Bottom line is to figure out ways to, as quickly as possible, partition your data down into managable subsets.
Hope that helps!
-Bob
In answer to Paul's question:
What happens when you have three entries, a, b, c. a = 00 secs b = 19 secs c = 39 secs >Are these all considered to be the same time? ( a is within 20 secs of b, b is within 20 >secs of c )
If the other comparisons are equal (AssociatedEntityid and AssociatedEntityType) then yes, they are considered the same thing, otherwise no.

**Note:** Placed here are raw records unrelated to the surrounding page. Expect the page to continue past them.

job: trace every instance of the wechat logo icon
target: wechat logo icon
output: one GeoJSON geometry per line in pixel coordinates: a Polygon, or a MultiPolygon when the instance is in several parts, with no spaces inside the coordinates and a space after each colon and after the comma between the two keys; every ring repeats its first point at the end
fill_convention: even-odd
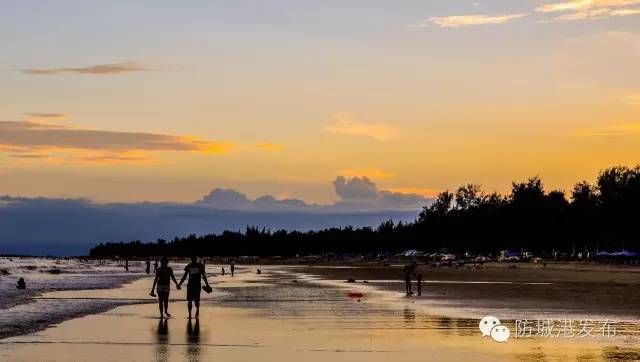
{"type": "Polygon", "coordinates": [[[507,326],[500,324],[500,320],[494,316],[488,315],[480,320],[478,325],[482,337],[491,337],[496,342],[506,342],[509,340],[511,332],[507,326]]]}

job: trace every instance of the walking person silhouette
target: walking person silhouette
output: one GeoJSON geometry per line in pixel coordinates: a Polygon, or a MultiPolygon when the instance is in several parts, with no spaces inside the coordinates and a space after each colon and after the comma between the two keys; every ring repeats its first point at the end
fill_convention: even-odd
{"type": "Polygon", "coordinates": [[[187,282],[187,306],[189,308],[189,319],[191,319],[193,303],[196,305],[196,318],[198,318],[200,316],[200,279],[204,280],[204,284],[209,291],[211,287],[209,286],[209,281],[207,281],[204,265],[202,263],[198,263],[198,258],[195,255],[191,257],[191,263],[184,267],[184,275],[178,285],[182,285],[185,279],[187,279],[187,276],[189,277],[189,281],[187,282]]]}
{"type": "Polygon", "coordinates": [[[154,289],[157,285],[158,308],[160,309],[160,319],[162,319],[164,317],[162,314],[163,307],[164,314],[167,318],[171,317],[171,314],[169,314],[169,292],[171,291],[171,279],[173,279],[177,289],[180,289],[180,285],[178,284],[176,277],[173,276],[173,269],[169,267],[169,259],[167,259],[166,256],[162,257],[160,264],[160,268],[156,270],[156,277],[153,279],[153,286],[151,287],[151,293],[149,293],[149,295],[155,297],[154,289]]]}

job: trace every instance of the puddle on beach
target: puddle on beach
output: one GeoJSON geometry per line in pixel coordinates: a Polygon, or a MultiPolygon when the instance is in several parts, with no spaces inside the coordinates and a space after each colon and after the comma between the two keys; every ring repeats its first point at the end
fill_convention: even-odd
{"type": "MultiPolygon", "coordinates": [[[[226,360],[226,361],[608,361],[640,358],[637,320],[617,325],[615,338],[482,337],[477,318],[434,313],[397,292],[348,285],[263,267],[240,269],[217,283],[203,300],[199,321],[186,320],[184,302],[172,302],[173,318],[156,318],[155,304],[130,305],[88,315],[36,334],[0,342],[2,360],[226,360]],[[350,297],[360,291],[362,297],[350,297]]],[[[219,278],[220,280],[220,278],[219,278]]],[[[213,281],[213,280],[212,280],[213,281]]],[[[147,281],[111,291],[77,295],[131,297],[147,281]]],[[[399,286],[400,287],[400,286],[399,286]]],[[[52,293],[62,299],[74,292],[52,293]]],[[[76,295],[76,296],[77,296],[76,295]]],[[[179,299],[179,294],[172,298],[179,299]]],[[[497,314],[498,315],[498,314],[497,314]]],[[[500,316],[500,315],[498,315],[500,316]]],[[[559,316],[558,316],[559,317],[559,316]]],[[[595,332],[594,332],[595,333],[595,332]]]]}

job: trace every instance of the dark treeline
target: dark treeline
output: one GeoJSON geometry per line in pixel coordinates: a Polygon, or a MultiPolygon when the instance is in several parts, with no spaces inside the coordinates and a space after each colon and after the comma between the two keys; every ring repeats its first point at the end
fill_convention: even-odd
{"type": "Polygon", "coordinates": [[[415,222],[387,221],[377,228],[245,232],[100,244],[91,256],[146,257],[275,256],[324,253],[397,253],[406,249],[495,253],[526,249],[537,253],[640,249],[640,166],[612,167],[596,182],[570,192],[547,191],[538,177],[514,182],[509,195],[484,193],[469,184],[440,193],[415,222]]]}

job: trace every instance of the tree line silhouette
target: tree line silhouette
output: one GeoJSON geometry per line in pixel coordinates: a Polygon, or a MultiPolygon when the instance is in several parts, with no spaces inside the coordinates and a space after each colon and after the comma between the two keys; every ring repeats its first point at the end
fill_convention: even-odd
{"type": "Polygon", "coordinates": [[[595,183],[575,184],[565,194],[546,191],[539,177],[513,182],[511,193],[485,193],[468,184],[444,191],[414,222],[392,220],[372,227],[315,231],[271,231],[248,226],[244,232],[176,237],[172,241],[102,243],[93,257],[282,256],[394,254],[406,249],[495,253],[525,249],[590,251],[640,249],[640,166],[600,172],[595,183]],[[568,195],[567,195],[568,194],[568,195]]]}

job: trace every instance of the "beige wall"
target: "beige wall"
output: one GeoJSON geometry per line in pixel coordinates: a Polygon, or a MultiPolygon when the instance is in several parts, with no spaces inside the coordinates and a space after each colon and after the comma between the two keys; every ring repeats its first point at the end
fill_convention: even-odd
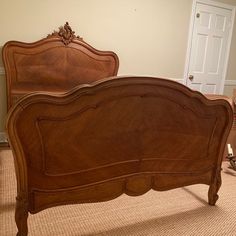
{"type": "MultiPolygon", "coordinates": [[[[221,0],[236,5],[235,0],[221,0]]],[[[1,0],[0,46],[8,40],[32,42],[66,21],[95,48],[113,50],[120,75],[182,79],[191,0],[1,0]]],[[[236,72],[234,31],[227,79],[236,72]]],[[[5,81],[0,75],[0,132],[6,116],[5,81]]]]}

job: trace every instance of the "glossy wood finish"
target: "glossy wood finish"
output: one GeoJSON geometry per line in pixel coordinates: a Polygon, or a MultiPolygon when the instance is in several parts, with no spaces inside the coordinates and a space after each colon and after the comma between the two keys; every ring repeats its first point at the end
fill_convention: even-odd
{"type": "Polygon", "coordinates": [[[7,42],[3,62],[8,109],[27,93],[64,92],[117,75],[119,67],[114,52],[96,50],[75,36],[68,23],[34,43],[7,42]]]}
{"type": "Polygon", "coordinates": [[[114,77],[64,95],[26,96],[7,120],[18,235],[27,235],[28,212],[122,193],[201,183],[209,185],[214,205],[232,121],[227,101],[150,77],[114,77]]]}

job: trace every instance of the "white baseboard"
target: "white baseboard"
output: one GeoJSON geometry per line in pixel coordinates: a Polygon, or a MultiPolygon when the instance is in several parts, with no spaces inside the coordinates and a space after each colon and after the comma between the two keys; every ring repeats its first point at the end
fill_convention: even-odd
{"type": "Polygon", "coordinates": [[[225,86],[236,86],[236,80],[225,80],[225,86]]]}

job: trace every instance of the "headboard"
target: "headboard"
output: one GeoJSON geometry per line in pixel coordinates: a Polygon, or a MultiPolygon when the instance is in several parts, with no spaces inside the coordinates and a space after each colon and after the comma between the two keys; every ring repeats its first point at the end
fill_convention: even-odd
{"type": "Polygon", "coordinates": [[[114,52],[99,51],[83,41],[68,22],[46,38],[3,47],[7,79],[7,107],[35,91],[64,92],[79,84],[117,75],[114,52]]]}

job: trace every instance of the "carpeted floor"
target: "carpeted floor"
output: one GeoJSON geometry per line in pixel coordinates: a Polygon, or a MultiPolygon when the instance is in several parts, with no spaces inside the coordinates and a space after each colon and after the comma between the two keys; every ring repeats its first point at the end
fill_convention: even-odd
{"type": "MultiPolygon", "coordinates": [[[[207,203],[206,185],[103,203],[54,207],[29,215],[32,236],[236,235],[236,172],[224,163],[219,200],[207,203]]],[[[16,180],[11,151],[0,151],[0,235],[16,235],[16,180]]]]}

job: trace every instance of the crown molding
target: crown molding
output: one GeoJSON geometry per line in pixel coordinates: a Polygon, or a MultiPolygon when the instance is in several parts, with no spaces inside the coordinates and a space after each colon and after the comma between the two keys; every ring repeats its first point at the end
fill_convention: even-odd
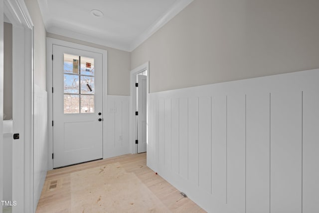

I would add to the original question, except that I used a different account to post the question and now can't remember my password. It was a very old account and didn't realize that I had connected to the site with it.
I have been working with some the answers you guys have given me and there is one problem, you're using only one key column (AssociatedEntityid) when there are two (AssociatedEntityID and AssociatedEntityType). Your suggestions would work great for a single key column.
What I have done so far is:
Step 1: Determine which AssociatedEntityID and AssociatedEntityType pairs have duplicates and insert them into a temp table:
create table ##stage1 (ID int, AssociatedEntityID int, AssociatedEntityType int, [Timestamp] datetime)
insert into ##stage1 (AssociatedEntityID, AssociatedEntityType)
(select AssociatedEntityID, AssociatedEntityType from tblHBMLog group by AssociatedEntityID, AssociatedEntityType having COUNT(*) > 1)
Step 2: Retrieve the ID of the earliest occurring row with a given AssociatedEntityID and AssociatedEntityType pair:
declare curStage1 cursor for
select AssociatedEntityID, AssociatedEntityType from ##stage1
open curStage1
fetch next from curStage1 into #AssocEntity, #AssocType
while ##FETCH_STATUS = 0
begin
select top 1 #ID = ID, #Timestamp = [Timestamp] from tblHBMLog where AssociatedEntityID = #AssocEntity and AssociatedEntityType = #AssocType order by [Timestamp] asc
update ##stage1 set ID = #ID, [Timestamp] = #Timestamp where AssociatedEntityID = #AssocEntity and AssociatedEntityType = #AssocType
end
And this is where things slow down again. Now, granted, the result set has been pared down from ~17 million to just under 400,000, but it is still taking quite a long time to run through.
I guess another question that I should ask is this; If I continue to write this in SQL will it just have to take quite a long time? Should I write this in C# instead? Or am I just stupid and not seeing the forest for the trees of this solution?
Well, after much stomping of feet and gnashing of teeth, I have come up with a solution. It's just a simple, quick and dirty C# command line app, but it's faster than the sql script and it does the job.
I thank you all for your help, in the end the sql script was just taking too much time to execute and C# is much better suited for looping.